Une déclaration dans un contexte de tensions régionales
« Je m’en fiche complètement. L’Iran est un pays très affaibli », a affirmé le chef de l’État Américain. Ces propos interviennent après des frappes américaines et israéliennes sur le territoire iranien.
En réponse, Téhéran a mené des attaques contre des États alliés des États-Unis dans la région du Golfe. Cette séquence a ravivé les craintes d’une escalade militaire au Moyen-Orient, plaçant la compétition sportive dans un climat diplomatique tendu.
À trois mois du coup d’envoi, la question de la participation iranienne dépasse désormais le strict cadre sportif.

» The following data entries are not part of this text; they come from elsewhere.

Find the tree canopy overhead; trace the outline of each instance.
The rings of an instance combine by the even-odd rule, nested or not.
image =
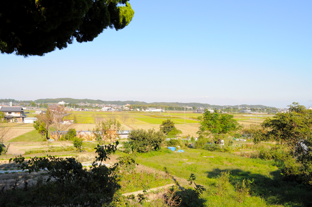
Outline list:
[[[0,51],[42,56],[74,38],[87,42],[108,27],[122,29],[134,14],[127,0],[1,1]]]

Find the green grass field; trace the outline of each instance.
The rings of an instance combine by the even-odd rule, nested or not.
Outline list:
[[[42,137],[36,130],[33,130],[15,138],[10,140],[8,142],[42,142]]]
[[[196,183],[207,189],[202,198],[207,201],[207,207],[297,207],[311,206],[312,204],[312,192],[304,186],[283,181],[277,164],[273,161],[203,150],[184,150],[182,153],[166,153],[163,150],[140,154],[136,160],[140,164],[167,171],[185,179],[191,174],[194,174]],[[220,176],[223,172],[230,173],[226,190],[220,189],[218,184],[222,181]],[[254,181],[251,196],[241,202],[238,199],[235,184],[242,183],[244,179],[254,179]]]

Une qualification acquise, mais des incertitudes
Sur le plan sportif, l’Iran s’est qualifié pour une quatrième Coupe du monde consécutive. La sélection doit débuter la compétition à Los Angeles face à la Nouvelle-Zélande et à la Belgique, avant un troisième match de groupe à Seattle contre l’Égypte.
Cependant, l’avenir reste incertain. Le président de la fédération iranienne de football, Mehdi Taj, a indiqué que les responsables sportifs examinaient les décisions à prendre dans le contexte actuel. Aucune décision officielle n’a été annoncée à ce stade.
La FIFA mise sur la stabilité du tournoi
Du côté de la FIFA, le ton se veut mesuré. Son secrétaire général, Mattias Grafström, a rappelé que l’objectif principal demeure l’organisation d’un tournoi sûr, avec la participation de toutes les équipes qualifiées.
Les États-Unis, pays hôte principal, se retrouvent ainsi face à un défi d’image et d’organisation. Si aucune remise en cause formelle n’est actée, l’évolution de la situation géopolitique pourrait peser sur le déroulement du Mondial.